Monday, Oct. 03, 1955
The Week in Review
The TV screen was not likely to become a major issue in the U.S. as it had been in Britain (see below), but last week the U.S. TV industry was campaigning for votes of its own with all the vigor and many of the weaknesses of a full-fledged political campaign.
Not all of the electioneering was successful. Appearing for the first time after a summer of well-publicized tiffing. Funsters Dean Martin and Jerry Lewis were so busy patching up their feud that they mostly forgot to be funny. For the second week in a row Thornton Wilder proved himself TV's most adaptable playwright.
Producer's Showcase offered up his tender Our Town in a musical version that preserved much of the quality of the original, only to drown its author's most eloquent asides in a droning of catchpenny lyrics by Tin Pan Alley's Sammy Cahn.
TV's standbys are the continuing situation series that keep viewers coming back to their sets at the same time week after week. Like politicians, the standbys are often corrupted by long tenure. Last week a batch of new candidates took the platform to win the weekly vote. Navy Log, the best of them, started off with a tense incident about frogmen that captured much of the eerie excitement of underwater warfare as long as its frogmen stayed below. Out of the water, they were left to founder in a thoroughly contrived dramatic situation.

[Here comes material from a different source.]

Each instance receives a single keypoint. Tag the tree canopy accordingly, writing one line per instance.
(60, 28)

CBS gave 90 minutes to a sentimentally tinted reprise of Judy Garland's famed 1951 song-and-dance act at the Palace. Judy performed with all the stridently throaty nostalgia of a starlet just picked to play the lead in some future filming of The Judy Garland Story, and if the stage seemed overly empty when Judy was making her changes, her legs at least --when they reappeared--proved more than adequate to any candidate's platform.